The flexibility given by the publicly available standards used by the EDQM will allow for additional verification throughout the supply-chain, should the users so wish. This is why the eTACT system covers aggregation, offering coding and serialisation at secondary packaging level, including bundles, cases and pallets. This functionality covers the need to reinforce the legal supply-chain at its weakest points, as shown by the occurrences of counterfeiting cases in the legal supply-chain in recent years. It is also in accordance with the FMD requirement for wholesalers to be able to verify medicines using a serialisation system. However, when eTACT is up-scaled, this functionality would be designed so as to ensure a proper balance between the benefits of increased traceability checks and additional operating costs. The EDQM is aware of the added complexity linked with handling aggregation and will ensure that the specific business constraints of aggregation will be strongly considered when designing the future up-scaled service. This has already been done for re-packagers, with several technical options available in the demo eTACT service covering the various use scenarios for repackaging operations.

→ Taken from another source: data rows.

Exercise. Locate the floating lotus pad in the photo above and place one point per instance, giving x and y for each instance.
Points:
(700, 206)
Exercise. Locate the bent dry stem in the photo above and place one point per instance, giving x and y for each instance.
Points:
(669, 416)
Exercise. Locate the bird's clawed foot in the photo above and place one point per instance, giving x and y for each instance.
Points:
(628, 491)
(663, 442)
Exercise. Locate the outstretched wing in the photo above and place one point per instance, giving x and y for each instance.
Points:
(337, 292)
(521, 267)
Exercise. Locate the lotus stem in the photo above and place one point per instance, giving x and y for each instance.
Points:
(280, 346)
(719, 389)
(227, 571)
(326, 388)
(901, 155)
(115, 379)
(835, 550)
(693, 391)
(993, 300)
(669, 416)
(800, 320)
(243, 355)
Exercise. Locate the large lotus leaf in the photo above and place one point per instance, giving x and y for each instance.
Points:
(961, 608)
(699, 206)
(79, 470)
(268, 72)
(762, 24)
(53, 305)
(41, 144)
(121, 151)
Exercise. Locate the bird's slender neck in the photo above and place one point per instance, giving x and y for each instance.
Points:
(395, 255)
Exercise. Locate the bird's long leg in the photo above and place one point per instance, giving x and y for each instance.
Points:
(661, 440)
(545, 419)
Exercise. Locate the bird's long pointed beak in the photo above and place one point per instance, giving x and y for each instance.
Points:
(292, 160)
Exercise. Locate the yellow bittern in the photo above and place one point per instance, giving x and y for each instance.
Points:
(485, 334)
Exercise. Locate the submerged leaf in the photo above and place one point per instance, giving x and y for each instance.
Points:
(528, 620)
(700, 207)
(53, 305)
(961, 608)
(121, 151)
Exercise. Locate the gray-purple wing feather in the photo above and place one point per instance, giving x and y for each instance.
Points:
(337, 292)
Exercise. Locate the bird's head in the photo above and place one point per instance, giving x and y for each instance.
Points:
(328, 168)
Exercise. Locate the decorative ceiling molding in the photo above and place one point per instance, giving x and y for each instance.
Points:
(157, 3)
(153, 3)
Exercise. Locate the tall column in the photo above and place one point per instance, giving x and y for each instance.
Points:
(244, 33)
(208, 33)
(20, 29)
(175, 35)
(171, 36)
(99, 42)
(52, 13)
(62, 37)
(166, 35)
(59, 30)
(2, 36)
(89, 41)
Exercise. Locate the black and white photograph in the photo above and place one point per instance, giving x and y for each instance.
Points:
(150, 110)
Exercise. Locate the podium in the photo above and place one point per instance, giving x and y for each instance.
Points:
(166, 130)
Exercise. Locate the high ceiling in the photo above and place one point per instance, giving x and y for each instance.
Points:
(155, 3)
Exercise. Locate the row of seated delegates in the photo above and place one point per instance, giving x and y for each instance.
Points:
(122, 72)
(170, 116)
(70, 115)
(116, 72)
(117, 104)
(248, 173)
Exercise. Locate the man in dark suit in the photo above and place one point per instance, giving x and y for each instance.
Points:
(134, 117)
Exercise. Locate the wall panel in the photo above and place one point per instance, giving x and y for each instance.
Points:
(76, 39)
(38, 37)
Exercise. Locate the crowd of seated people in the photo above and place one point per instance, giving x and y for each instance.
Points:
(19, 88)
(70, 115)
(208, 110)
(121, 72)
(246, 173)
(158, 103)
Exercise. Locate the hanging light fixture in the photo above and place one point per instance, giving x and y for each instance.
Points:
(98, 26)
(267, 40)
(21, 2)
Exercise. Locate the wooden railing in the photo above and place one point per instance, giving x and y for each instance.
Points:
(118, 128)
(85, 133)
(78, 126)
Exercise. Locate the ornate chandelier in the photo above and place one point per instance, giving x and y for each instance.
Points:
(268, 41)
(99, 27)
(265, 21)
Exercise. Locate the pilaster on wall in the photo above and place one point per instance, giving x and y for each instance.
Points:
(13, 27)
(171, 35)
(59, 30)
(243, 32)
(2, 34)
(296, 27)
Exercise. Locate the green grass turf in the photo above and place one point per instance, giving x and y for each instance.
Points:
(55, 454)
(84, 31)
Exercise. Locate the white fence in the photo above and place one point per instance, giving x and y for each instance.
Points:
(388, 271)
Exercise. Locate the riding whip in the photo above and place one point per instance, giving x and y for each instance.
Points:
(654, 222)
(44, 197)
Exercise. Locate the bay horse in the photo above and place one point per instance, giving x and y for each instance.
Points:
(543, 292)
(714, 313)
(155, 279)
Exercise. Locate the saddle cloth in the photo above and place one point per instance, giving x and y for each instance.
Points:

The eTACT system will rely on a central EDQM data repository, supported by decentralised repositories among the manufacturers or with national bodies in an information-sharing model. Existing national systems will remain in place. As a trusted public body, the EDQM is ideally placed to deliver public governance of the system in co-ordination with regulatory authorities and to prevent the misuse of data (e.g. commercial data or information to patients on products).
Given the current stage of development of the various proposed solutions to implement the requirements of the FMD in Europe, all of which ultimately aim to be practical and cost-effective, it is premature to make definitive statements on their relative merits regarding applicability and costing, which will become clearer as each project reaches its final stages.
For example, the operational costs of Turkey's fully operating track-and-trace system, the ITS, has been limited to less than €0.01 per box, significantly below the current projected cost per box of the EMS solution. Given the scope of the ITS, which is a full track-and-trace system, the EDQM is confident that the costs of eTACT will be even lower.
The delegated acts provided for by the FMD are expected to be published in 2014, with a further three years before a possible deadline is in place for implementing systems that comply with the Directive.
The EDQM aims to be ready with a fully-tested, fully-costed system before that deadline.